Advice for Early-Career Scholars

Anne: What advice do you have for more junior people in the profession who are figuring out the process of carving out a research agenda?

Josh: Important research tends to spur more questions and new ideas. So it is ok—and probably even advisable—not to know where your future research will go. In the process of answering one question, you uncover more anomalies and develop ideas with unexpected implications.  For example, each paper I write on healthcare labor markets leads to more questions, and more ideas of new aspects to explore next. As you work on the topic, you get a better sense of which follow-up projects are best to pursue next. So it becomes a richer area to explore, with papers adding up over time, and you have organically developed a research agenda. In this context, I guess it shouldn’t be surprising that there are a lot of questions to answer, given that healthcare employment is already so sizable, and continues to grow.

Final Thoughts

Anne: Thanks for taking the time for this interview. Is there anything else you would like to add?

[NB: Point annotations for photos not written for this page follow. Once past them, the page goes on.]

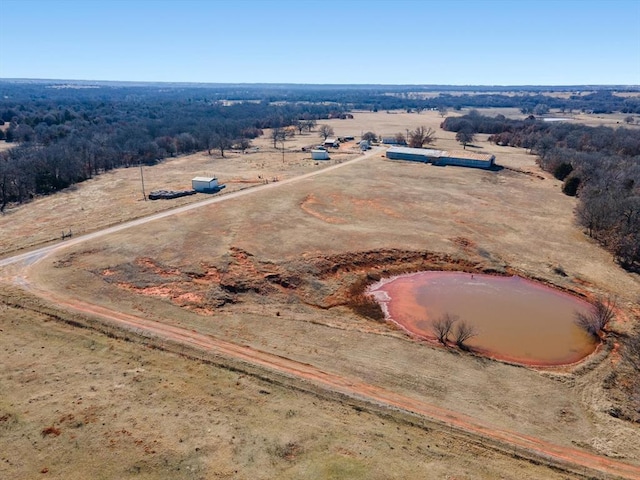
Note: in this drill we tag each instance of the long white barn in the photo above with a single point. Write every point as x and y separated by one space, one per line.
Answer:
460 158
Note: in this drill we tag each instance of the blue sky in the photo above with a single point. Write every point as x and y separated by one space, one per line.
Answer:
457 42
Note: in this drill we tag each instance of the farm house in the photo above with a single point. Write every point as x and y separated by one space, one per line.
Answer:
319 155
205 184
441 157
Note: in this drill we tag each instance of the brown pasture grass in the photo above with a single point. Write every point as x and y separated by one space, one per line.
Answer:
218 421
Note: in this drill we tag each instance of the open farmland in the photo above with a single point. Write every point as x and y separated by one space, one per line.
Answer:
272 271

Josh: I’d like to thank ASHEcon once again for this very kind recognition. I also want to thank the profession for being so supportive of my research, encouraging of new ideas, and open-minded about the results. It’s essential for us to ask hard questions, do the most rigorous research we can, and genuinely try to get the answers right.

Health is such a large part of the economy, of public budgets, and of people’s well-being, that it is incumbent on us to ask the right questions and genuinely try to get the right answers—not necessarily the popular or politically expedient ones. If we think there is only one right answer, we’re not doing research, and there would be no point in having papers or journals or academia. So I am grateful to many colleagues throughout the economics and health economics professions for keeping our field rigorous and focused on searching for the truth—how the economy works and what that means for health and healthcare.